Love it or hate it, Zoom has been a crucial way for families and friends to stay in touch since the pandemic began.
Now, the video conferencing platform plans to temporarily remove its 40 minute time limit on free user accounts for upcoming holidays, including Christmas and Hanukkah.
The announcement comes after the UK government warned against large festive celebrations in the coming weeks, asking the public to keep their Christmas celebrations "short" and "local."
Previously, anyone with a free Zoom account would find meetings cut off abruptly at the 40 minute mark. It is hoped that the removal of this cut off will encourage people to socialise virtually over the coming weeks, rather than participate in riskier in-person meetings.
'A token of appreciation'
Zoom is removing this limit for the end of Hanukkah (17 to 19 December), Christmas (23 to 26 December) and New Year’s Eve, New Year’s Day, and the end of Kwanzaa (30 December to 2 January).

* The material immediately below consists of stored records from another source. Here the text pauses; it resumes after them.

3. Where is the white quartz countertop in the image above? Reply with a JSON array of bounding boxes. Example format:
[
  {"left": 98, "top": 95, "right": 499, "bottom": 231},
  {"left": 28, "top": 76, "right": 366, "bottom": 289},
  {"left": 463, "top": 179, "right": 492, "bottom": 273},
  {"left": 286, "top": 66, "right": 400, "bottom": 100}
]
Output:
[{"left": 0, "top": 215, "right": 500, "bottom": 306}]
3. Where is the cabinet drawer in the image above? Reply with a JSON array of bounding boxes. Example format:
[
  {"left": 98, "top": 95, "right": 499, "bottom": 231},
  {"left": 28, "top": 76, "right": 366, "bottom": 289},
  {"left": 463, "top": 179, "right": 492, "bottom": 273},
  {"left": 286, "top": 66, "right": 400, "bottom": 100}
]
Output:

A Zoom spokesperson said, “As a token of appreciation to our users during an extraordinary time, we’re removing the 40 minute limit on free Zoom accounts for all meetings globally for several upcoming special occasions.
“Whether coming together on the final day of Hanukkah, celebrating Christmas, ringing in the new year or marking the last days of Kwanzaa, those connecting with friends and family won’t get cut short.”
The announcement was welcomed by UK health experts, who have expressed concerns over the relaxation of rules in the coming weeks.
Stephen Reicher, a professor of social psychology at the University of St Andrews, told The Guardian that he hoped Zoom's example would be followed by other companies, as well as the government.
"[The government] could ask various sectors (especially those that have done well in the pandemic) to help out in a whole series of ways – say give the latest games to young people asked to self-isolate," he said.
"The problem then – and I speak as the father of a 16 year old – would be ever to get them out of their rooms rather than trying to keep them in. Or, say, free connection over Christmas so everyone can keep in touch as much as they like without data limits."